ARLINGTON — Local shoppers and city leaders are hoping to see a couple new grocery stores come to town soon.
The back-to-back closures of Haggen and Food Pavilion have cut down on options for buying groceries near downtown Arlington.
That leaves two Safeways and a Walmart within city boundaries. It’s frustrating for grocery shoppers and worrisome for nearby businesses.
Mikki Ryan, assistant manager at a Great Clips hair salon near the Haggen building, was surprised when the store closed. Now, she worries about how that could affect her business.
“If something doesn’t come in soon, we’ll really start to feel it,” Ryan said. “We have a customer base, but we need those people driving and walking by.”
Great Clips is situated across the parking lot from the 60,000-square-foot Haggen building at the corner of Highway 9 and 204th Street Northeast. There also is an H&R Block office, Pedeltweezers Chinese and Pizza, Tricycle Professional Nail Care and Sun Room Tanning Salon.
Hailey Robbins, a stylist at Great Clips, shares Ryan’s concern for the small business park. She also misses the Haggen cafe area where most employees went for lunch.
Though Robbins was surprised by Haggen’s closing, it wasn’t as sudden as the shutting of Food Pavilion, which didn’t host sales or put up banners like Haggen did in the weeks before it closed.
“At least with Haggen we had some warning,” she said. “Food Pavilion was just gone.”
The Arlington-Smokey Point Chamber of Commerce has heard from people who are dismayed by the closures of the Haggen and Food Pavilion. They want more options for grocery shopping close to home.
“The biggest thing I hear from the community is you have either Safeway, Safeway or Walmart,” the chamber’s Managing Director Stacie Roark said. “A lot of folks aren’t big Walmart supporters, and they’re wanting something that isn’t in Marysville.”
The city’s working on it, officials say.
Arlington’s community and economic development department has reached out to building owners to offer help with promoting the spaces for new businesses, department director Paul Ellis said. However, no concrete plans have yet been shared with the city.

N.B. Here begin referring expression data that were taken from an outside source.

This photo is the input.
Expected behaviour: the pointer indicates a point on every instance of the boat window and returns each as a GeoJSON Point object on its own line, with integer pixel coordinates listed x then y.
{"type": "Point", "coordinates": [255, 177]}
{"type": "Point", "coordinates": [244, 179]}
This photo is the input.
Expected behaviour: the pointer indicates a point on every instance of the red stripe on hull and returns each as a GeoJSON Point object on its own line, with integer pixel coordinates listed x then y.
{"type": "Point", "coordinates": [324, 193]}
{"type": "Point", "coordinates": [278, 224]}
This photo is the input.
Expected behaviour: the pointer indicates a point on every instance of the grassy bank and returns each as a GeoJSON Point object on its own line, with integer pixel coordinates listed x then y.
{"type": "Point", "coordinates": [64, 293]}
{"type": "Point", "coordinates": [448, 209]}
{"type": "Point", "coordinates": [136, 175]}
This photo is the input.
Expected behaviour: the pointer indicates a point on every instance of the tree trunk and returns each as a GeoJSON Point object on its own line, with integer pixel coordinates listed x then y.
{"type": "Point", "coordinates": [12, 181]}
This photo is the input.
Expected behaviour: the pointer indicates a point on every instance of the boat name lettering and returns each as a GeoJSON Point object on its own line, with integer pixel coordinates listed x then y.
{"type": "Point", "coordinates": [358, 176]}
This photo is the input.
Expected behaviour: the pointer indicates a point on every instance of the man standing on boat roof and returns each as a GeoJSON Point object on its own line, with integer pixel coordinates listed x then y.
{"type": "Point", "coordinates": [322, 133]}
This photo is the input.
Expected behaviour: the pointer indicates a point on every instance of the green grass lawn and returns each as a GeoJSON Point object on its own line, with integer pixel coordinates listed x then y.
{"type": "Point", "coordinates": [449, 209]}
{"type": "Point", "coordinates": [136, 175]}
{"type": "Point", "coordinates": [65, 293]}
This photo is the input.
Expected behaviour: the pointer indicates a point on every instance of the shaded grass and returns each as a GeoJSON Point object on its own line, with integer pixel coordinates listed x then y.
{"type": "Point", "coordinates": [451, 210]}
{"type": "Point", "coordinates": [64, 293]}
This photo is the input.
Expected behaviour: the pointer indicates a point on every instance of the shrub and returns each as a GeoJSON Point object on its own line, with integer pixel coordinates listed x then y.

“We don’t want to see either of them sit vacant,” Ellis said. “We haven’t heard of anything else going in there yet.”
The city is not anticipating much of a decline in sales tax revenues because most groceries are not taxed, he said. But lost jobs and reduced services are a blow. He wasn’t sure how many employees were affected by the stores’ closures, but Haggen tried to place many of their workers at other locations, he said.
The city did not know that the Food Pavilion was at risk of closing until the decision was made, according to a city staff report. City staff plan to follow up with the owner of the building to help land a new tenant quickly.
Though a campaign has started on Facebook to bring a Trader Joe’s to town, and rumors quickly spread that one would take over the Food Pavilion building, Arlington is not on the list for a new Trader Joe’s in the next two years, a spokeswoman for the company said last week.
“We would like to see another market there,” Ellis said. “We’re really kind of short on grocery stores now with two of them closed.”